In each chapter as Lorca drifts from town to town, the physical is described, along with the depth of feeling and symbolism he finds in the everyday. Each description is poetic, and delivers on the promises of melancholy, along with flashes of solitude and wanting. Each place is explained until the reader can ‘feel’ them, understand them, and have moments in their own minds triggered by sounds, smells and ideas.  Lorca visits places of religion – monasteries, churches and convents, and sees the beauty in the buildings, but not the nature of them. Lorca seems to feel as if these structures are burdens on towns and people. He clearly finds no solace in religion, nor the people he meets on his visits. He feels that prayers are never answered, and that penitence has no purpose, that instead charity would be a more suitable aspiration.

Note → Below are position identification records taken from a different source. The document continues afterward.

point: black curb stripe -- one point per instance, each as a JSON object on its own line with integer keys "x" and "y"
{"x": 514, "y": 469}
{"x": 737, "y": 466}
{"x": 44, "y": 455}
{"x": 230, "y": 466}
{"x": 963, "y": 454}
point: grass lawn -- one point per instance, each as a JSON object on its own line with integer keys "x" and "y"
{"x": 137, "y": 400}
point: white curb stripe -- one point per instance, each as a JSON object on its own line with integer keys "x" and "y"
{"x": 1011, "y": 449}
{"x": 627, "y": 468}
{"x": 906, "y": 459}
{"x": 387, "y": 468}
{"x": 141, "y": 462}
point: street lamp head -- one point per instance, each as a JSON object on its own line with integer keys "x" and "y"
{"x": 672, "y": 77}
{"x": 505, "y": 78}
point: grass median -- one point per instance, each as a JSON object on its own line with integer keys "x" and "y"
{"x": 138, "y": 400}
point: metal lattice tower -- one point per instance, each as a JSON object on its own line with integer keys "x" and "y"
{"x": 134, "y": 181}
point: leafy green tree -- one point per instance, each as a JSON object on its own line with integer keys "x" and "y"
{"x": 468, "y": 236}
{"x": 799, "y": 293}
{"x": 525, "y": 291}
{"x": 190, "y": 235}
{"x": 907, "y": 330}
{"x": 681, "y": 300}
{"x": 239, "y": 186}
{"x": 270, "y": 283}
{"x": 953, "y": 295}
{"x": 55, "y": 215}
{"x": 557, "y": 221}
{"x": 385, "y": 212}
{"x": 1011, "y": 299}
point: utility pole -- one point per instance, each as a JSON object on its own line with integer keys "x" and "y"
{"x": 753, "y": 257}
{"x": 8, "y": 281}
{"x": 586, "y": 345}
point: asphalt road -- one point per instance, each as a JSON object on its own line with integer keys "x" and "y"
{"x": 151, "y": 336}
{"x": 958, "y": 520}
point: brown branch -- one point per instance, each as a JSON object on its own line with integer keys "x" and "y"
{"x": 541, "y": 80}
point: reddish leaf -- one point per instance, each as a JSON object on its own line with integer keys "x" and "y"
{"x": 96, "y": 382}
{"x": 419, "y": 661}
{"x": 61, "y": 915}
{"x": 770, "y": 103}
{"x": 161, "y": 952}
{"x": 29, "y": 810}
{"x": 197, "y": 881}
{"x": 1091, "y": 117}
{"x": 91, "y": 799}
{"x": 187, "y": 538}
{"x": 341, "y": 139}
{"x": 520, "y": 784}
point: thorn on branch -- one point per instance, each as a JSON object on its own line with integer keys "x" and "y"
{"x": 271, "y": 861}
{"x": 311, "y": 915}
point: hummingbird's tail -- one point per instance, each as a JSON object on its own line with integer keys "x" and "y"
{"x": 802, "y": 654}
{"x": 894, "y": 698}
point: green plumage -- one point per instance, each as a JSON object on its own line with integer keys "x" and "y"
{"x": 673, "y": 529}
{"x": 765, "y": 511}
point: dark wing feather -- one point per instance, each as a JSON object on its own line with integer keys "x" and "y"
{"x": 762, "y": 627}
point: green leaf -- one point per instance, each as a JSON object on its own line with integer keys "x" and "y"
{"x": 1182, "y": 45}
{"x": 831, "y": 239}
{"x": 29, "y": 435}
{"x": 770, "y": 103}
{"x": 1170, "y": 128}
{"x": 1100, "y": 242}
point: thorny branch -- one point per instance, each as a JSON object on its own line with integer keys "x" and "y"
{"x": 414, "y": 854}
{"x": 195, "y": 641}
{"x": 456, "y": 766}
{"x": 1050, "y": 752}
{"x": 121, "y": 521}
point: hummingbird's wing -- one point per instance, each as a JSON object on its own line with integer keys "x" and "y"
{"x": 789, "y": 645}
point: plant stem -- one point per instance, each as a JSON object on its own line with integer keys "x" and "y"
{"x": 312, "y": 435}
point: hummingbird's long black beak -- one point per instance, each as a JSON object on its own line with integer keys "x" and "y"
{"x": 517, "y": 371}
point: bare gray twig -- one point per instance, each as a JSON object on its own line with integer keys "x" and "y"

The poverty of Spain during this time (1916/17) is highlighted, along with the cruelty it inflicts on the populace, yet Lorca finds moments of light within it, showing how this poor lifestyle means people can easily appreciate simple pleasures, such as the smell of their food, or the sunshine on their skin. Galicia is filled with rain, poor children and social injustice; Granada with flamenco and austerity; Castile is a wide open existence of fine scenery but harsh reality. He reflects on death in Burgos when looking through empty tombs. It’s as if Lorca travelled through Spain with his eyes sometimes closed, but the rest of his senses dramatically heightened.

Of Castile, Lorca writes – ‘Eternal death will lock you into the gentle, honeyed sound of your rivers, and hues of tawny gold will always kiss you when the fiery sun beats down… You grant the sweetest consolation to romantic souls that our century scorns, you are so romantic, so bygone, and they find tranquillity and blissful exhaustion beneath your curved ceilings…’

Given Lorca’s young age when he made this trip, it is easy to feel a soul which is still learning of who it will one day become. While you get a real insight into Lorca’s style, he himself is hidden behind the words. The book has been translated into English by Peter Bush, and it rare to find a translation that comes out feeling so smooth and comfortable. The illustrations for the book are done by Julian Bell, and easily reflect the desperate sights where Lorca once tread.

This book would go well with a chair in the sunshine, and a glass of wine in hand. (Sadly, I had access to neither of these things, so have a sip for me!) This book is perfect for escaping reality and to discover how a genius once saw the world.